Our very scriptures are filled with feminine portrayals of God preserved throughout the millennia despite their patriarchal context. The Divine is described as a nursing mother; as a mama bear fiercely protecting her cubs; as wisdom in the form of a dancing woman; as feminine, life giving breath; as the very ground from which Adam was formed (yes, Adam comes from Adamah, the ground, which is feminine in Hebrew). Even Jesus describes himself as a hen gathering her young under her wing. There is an overwhelming diversity to the depiction of God — a diversity hinged upon the inclusion of the feminine as a theologically necessity. For we limit God if we consider the divine devoid of the feminine, and we limit the feminine if we consider it devoid of the diversity of the divine, which brings us to Eve.
In our scripture for today, Eve is described as being created from Adam in order to be a “helper.” This word, “helper,” and the circumstances surrounding Eve’s creation and humanity’s activities in Eden have been used to imply that Eve is somehow secondary, meant to play a supporting role and be dependent upon man. Undoubtedly, the treatment of Eve over the centuries has led to the destructively misguided permission to subjugate, objectify, and scapegoat women as inferior, less than, and mere property for the purpose of procreating, but this is nothing short of sacrilege. The church has relegated women to motherhood and meekness, domestic life and dependence, while pinning sin on the feminine in the process. I mean, Eve is just a “helper” after all, right? — a background attendant waiting upon the bidding of Adam. Well that could not be further from the truth, and the Hebrew agrees.
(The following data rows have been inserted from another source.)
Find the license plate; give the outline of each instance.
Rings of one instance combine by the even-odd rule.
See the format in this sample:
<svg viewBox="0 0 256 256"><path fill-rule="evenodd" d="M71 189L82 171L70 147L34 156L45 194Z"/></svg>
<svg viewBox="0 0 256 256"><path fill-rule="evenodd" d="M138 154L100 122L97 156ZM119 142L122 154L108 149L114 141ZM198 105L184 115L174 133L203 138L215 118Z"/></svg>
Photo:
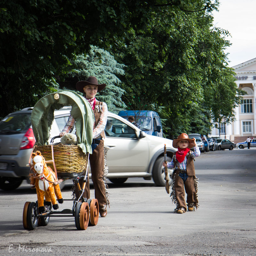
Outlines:
<svg viewBox="0 0 256 256"><path fill-rule="evenodd" d="M2 170L7 170L8 164L7 163L0 163L0 169Z"/></svg>

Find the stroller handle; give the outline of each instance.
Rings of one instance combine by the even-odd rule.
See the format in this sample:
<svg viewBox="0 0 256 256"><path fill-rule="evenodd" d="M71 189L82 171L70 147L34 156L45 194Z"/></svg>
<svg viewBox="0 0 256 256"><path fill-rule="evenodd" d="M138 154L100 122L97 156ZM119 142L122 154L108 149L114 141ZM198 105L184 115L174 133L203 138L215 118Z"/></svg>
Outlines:
<svg viewBox="0 0 256 256"><path fill-rule="evenodd" d="M60 136L59 135L58 135L58 136L55 136L54 137L53 137L52 138L52 140L51 140L51 142L50 143L52 143L53 142L53 140L55 140L55 139L57 139L57 138L60 138Z"/></svg>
When we read the word “helper” in Genesis 2, the Hebrew word is ezer. Though it might be the first time this word shows up in scripture, it is certainly not the last. Throughout the Hebrew Scriptures, this word shows up again and again and not in the ways you might think. Its meaning ranges from helper to protector, rescuer to aid in battle. It’s used to describe the strength of a warrior and is used 16 times to describe God Herself. It shows up in 11 Psalms alone, reflecting an essential characteristic of the divine as responding to suffering not from a place of fear or dependence but from a place of empowerment, strength, and sufficiency, oftentimes as humanity’s only hope.
“Helper” does not mean child-rearer, cleaner, or cook. While there is nothing wrong with those roles, there is so much more to the image of God in the form of the feminine. “Helper” means protector of the protector-less, help for the helpless, strength for the weak; it means a leading role in helping God usher in the Kin-dom. That is who Eve represents as a woman — an image of a God who loves and protects, who holds space and who holds accountable, who raises life and who raises a voice for justice, who listens and teaches and leads and creates. To be a woman is to be the image of God — a God who cannot be limited. How dare we think that we ever could by limiting the image of God herself.
May we celebrate, empower, and give thanks for the women in our lives and for the diversity of what it means to be a woman, without whom our image of God would be utterly incomplete.